Contradictions are thus to be blamed on reason, not on experience. This does not mean that reason is necessarily faulty, but only that it is fallible. Contradictions ought not be viewed as tragic proofs of our ignorance and stupidity – but as helpful indicators that we have misinterpreted something somewhere, and that this needs reinterpretation. These indicators are precisely one of the main tools used by the faculty of reason to control the quality of beliefs. The resolution of a contradiction is just new interpretation.

How we know that two theories, or a theory and some raw data, are ‘in contradiction’ with each other is a moot question. We dismiss this query rather facilely by referring to “logical insight”. Such insight is partly ‘experiential’, since it is based on scrutiny of the evidence and doctrines at hand. But it is clearly not entirely empirical and involves abstract factors. ‘Contradiction’ is, after all, an abstraction. I believe the answer to this question is largely given in the psychological analysis of negation.

There is an introspective sense that conflicting intentions are involved. Thus, the ‘logical insight’ that there is inconsistency is not essentially insight into a negative (a non-consistency), but into a positive (the intuitive experience of conflict of intentions). Although the word inconsistency involves a negative prefix, it brings to mind something empirically positive – a felt tension between two theses or a thesis and some data.

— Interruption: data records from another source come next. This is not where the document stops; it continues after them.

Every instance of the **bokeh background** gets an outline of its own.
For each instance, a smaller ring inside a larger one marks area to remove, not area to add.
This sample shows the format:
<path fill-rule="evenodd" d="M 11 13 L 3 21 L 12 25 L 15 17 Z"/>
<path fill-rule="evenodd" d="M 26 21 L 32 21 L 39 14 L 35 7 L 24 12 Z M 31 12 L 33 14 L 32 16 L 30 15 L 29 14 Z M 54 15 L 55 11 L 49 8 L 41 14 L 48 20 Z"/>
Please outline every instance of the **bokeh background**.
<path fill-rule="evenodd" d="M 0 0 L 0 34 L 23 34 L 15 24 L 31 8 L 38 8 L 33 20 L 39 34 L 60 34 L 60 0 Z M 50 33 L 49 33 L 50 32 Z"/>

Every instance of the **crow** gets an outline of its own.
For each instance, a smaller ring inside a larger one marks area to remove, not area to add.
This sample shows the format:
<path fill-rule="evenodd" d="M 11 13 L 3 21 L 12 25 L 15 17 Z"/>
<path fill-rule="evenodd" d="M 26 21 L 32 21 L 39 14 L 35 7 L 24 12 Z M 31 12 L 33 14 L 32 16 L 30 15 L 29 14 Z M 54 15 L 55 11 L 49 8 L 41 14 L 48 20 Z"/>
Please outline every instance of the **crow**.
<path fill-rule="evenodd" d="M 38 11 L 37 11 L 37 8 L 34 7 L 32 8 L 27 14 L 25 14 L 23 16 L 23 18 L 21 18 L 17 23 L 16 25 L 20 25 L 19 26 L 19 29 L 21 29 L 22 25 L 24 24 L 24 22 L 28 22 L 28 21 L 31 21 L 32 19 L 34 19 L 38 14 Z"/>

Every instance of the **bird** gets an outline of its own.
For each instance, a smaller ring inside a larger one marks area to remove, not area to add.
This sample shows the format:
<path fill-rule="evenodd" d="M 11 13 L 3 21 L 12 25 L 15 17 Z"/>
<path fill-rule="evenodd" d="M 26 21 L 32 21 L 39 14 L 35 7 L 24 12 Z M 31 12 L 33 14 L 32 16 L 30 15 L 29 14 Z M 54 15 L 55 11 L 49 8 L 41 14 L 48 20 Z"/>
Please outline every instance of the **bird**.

For this reason, to say that ‘consistency is assumable, until if ever inconsistency be found’ is consistent with our claim that ‘negations are not purely empirical’. (Notice incidentally that we did not here “prove” consistency, but merely recovered it by clarifying the theses involved.)

The above analysis also further clarifies how the law of non-contradiction is expressed in practice. It does not sort out experiences as such, but concerns more abstract items of knowledge. To understand it fully, we must be aware of the underlying intentions. A similar analysis may be proposed to explain the law of the excluded middle.

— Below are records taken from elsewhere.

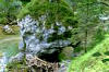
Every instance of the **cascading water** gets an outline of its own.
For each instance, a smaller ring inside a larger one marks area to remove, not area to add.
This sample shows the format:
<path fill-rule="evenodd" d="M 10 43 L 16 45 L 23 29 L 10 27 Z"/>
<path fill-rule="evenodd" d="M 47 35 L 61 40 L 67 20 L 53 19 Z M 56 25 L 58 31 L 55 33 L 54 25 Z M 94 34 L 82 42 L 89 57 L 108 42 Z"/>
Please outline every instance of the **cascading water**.
<path fill-rule="evenodd" d="M 0 72 L 7 71 L 7 63 L 8 63 L 8 58 L 5 53 L 3 52 L 3 56 L 0 58 Z"/>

In the latter case, we would insist that (by the law of identity) ‘things are something, what they are, whatever that happen to be’. Things cannot be said to be neither this nor the negation of this, because such characterizations are negative (and, respectively, doubly negative) – and therefore cannot constitute or be claimed as positive experience. Such situations refer to uncertainties in the knower, which he is called upon to eventually fill-in. They cannot be proclaimed final knowledge (as some modern sophists have tried to do), but must be considered temporary postures in the pursuit of knowledge.

 

Drawn from Ruminations (2005), Chapter 9 (sections 5-8).